How long to pay off $50,000 in credit card debt? ›

It will take 47 months to pay off $50,000 with payments of $1,500 per month, assuming the average credit card APR of around 18%. The time it takes to repay a balance depends on how often you make payments, how big your payments are and what the interest rate charged by the lender is.

Is $15000 in credit card debt a lot? ›

$15,000 can be an intimidating total when you see it on credit card statements, but you don't have to be in debt forever. If you're struggling to make your minimum payments every month and you don't see light at the end of the tunnel, sign up for a debt management program to get out of debt fast.

Is it possible to negotiate credit card debt? ›

Credit card debt typically comes with high interest rates and negotiations are often an effective way to reduce those rates. However, if you're having a hard time making ends meet, it may be time to reach out to a debt relief service for a potentially faster route to debt relief.

How to get out of debt when you are broke? ›

How to get out of debt when you have no money
  1. Step 1: Stop taking on new debt. ...
  2. Step 2: Determine how much you owe. ...
  3. Step 3: Create a budget. ...
  4. Step 4: Pay off the smallest debts first. ...
  5. Step 5: Start tackling larger debts. ...
  6. Step 6: Look for ways to earn extra money. ...
  7. Step 7: Boost your credit scores.
Dec 5, 2023

Is national debt relief legit? ›

National Debt Relief is a legitimate company providing debt relief services. The company was founded in 2009 and is a member of the American Association for Debt Resolution (AADR). It's certified by the International Association of Professional Debt Arbitrators (IAPDA), and is accredited by the BBB.

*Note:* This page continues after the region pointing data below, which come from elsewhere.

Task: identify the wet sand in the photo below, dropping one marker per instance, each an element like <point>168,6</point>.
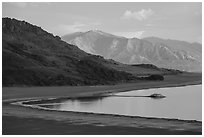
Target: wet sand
<point>89,123</point>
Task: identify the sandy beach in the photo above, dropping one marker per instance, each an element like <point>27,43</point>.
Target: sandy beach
<point>35,121</point>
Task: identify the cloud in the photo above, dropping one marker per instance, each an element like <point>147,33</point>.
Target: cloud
<point>131,34</point>
<point>143,14</point>
<point>25,4</point>
<point>63,29</point>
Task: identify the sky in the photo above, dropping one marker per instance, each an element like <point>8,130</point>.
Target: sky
<point>180,20</point>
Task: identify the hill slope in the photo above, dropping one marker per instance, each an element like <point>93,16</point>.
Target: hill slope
<point>185,57</point>
<point>34,57</point>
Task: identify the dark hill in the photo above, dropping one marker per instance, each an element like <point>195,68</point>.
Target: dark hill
<point>34,57</point>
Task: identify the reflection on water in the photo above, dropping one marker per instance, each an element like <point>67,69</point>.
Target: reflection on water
<point>180,103</point>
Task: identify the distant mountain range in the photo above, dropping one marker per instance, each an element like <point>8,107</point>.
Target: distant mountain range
<point>172,54</point>
<point>34,57</point>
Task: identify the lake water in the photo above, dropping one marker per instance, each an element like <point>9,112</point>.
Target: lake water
<point>180,103</point>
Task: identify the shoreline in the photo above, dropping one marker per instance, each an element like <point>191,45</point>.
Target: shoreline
<point>18,94</point>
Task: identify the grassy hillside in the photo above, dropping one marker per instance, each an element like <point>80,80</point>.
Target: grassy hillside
<point>34,57</point>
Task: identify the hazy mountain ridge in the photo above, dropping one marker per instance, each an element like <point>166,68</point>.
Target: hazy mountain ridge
<point>34,57</point>
<point>162,53</point>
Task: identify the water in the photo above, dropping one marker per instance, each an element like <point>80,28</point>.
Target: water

What are 3 ways to pay off credit card debt fast? ›

  1. Using a balance transfer credit card. ...
  2. Consolidating debt with a personal loan. ...
  3. Borrowing money from family or friends. ...
  4. Paying off high-interest debt first. ...
  5. Paying off the smallest balance first. ...
  6. Bottom line.

What is the snowball method of debt? ›

The debt snowball method is a debt-reduction strategy where you pay off debt in order of smallest balance to largest balance, gaining momentum as you knock out each balance. When the smallest debt is paid in full, you roll the minimum payment you were making on that debt into the next-smallest debt payment.

Who qualifies for debt forgiveness? ›

Borrowers with undergraduate debt would qualify for forgiveness if they entered repayment 20 years ago or more, and borrowers with graduate school debt would qualify for forgiveness if they entered repayment 25 years ago or more.

Do credit card companies forgive debt? ›

The only way credit card companies are likely to forgive the full amount of your balances is if you file bankruptcy. However, there are other ways to get out of debt in a reasonable amount of time. For example, you may be able to have a portion of your credit card balances forgiven with a debt settlement program.

How long will it take to pay off $10,000 in credit card debt? ›

1% of the balance plus interest: It would take 29.5 years or 354 months to pay off $10,000 in credit card debt making only minimum payments. You would pay a total of $19,332.21 in interest over that period.

How can I pay off $10,000 in debt quickly? ›

Debt consolidation loan

Debt consolidation allows you to roll multiple debts into one monthly payment, and potentially reduce your interest rate — which could mean paying less monthly toward debt or paying it off faster. One way to consolidate credit card debt is with a personal loan.

How long does it take to pay off $10,000 in debt? ›

$10,000 with a 20% APR: Your minimum payment would be $266.67 per month and it would take 346 months to pay off $10,000 at 20% interest. You would pay $16,056.59 in interest over that time. $25,000 at 20%: Your minimum payment would be $666.67 per month and it would take 437 months to pay off $25,000 at 20% interest.

Is $10k in credit card debt bad? ›

Having any credit card debt can be stressful, but $10,000 in credit card debt is a different level of stress. The average credit card interest rate is over 20%, so interest charges alone will take up a large chunk of your payments. On $10,000 in balances, you could end up paying over $2,000 per year in interest.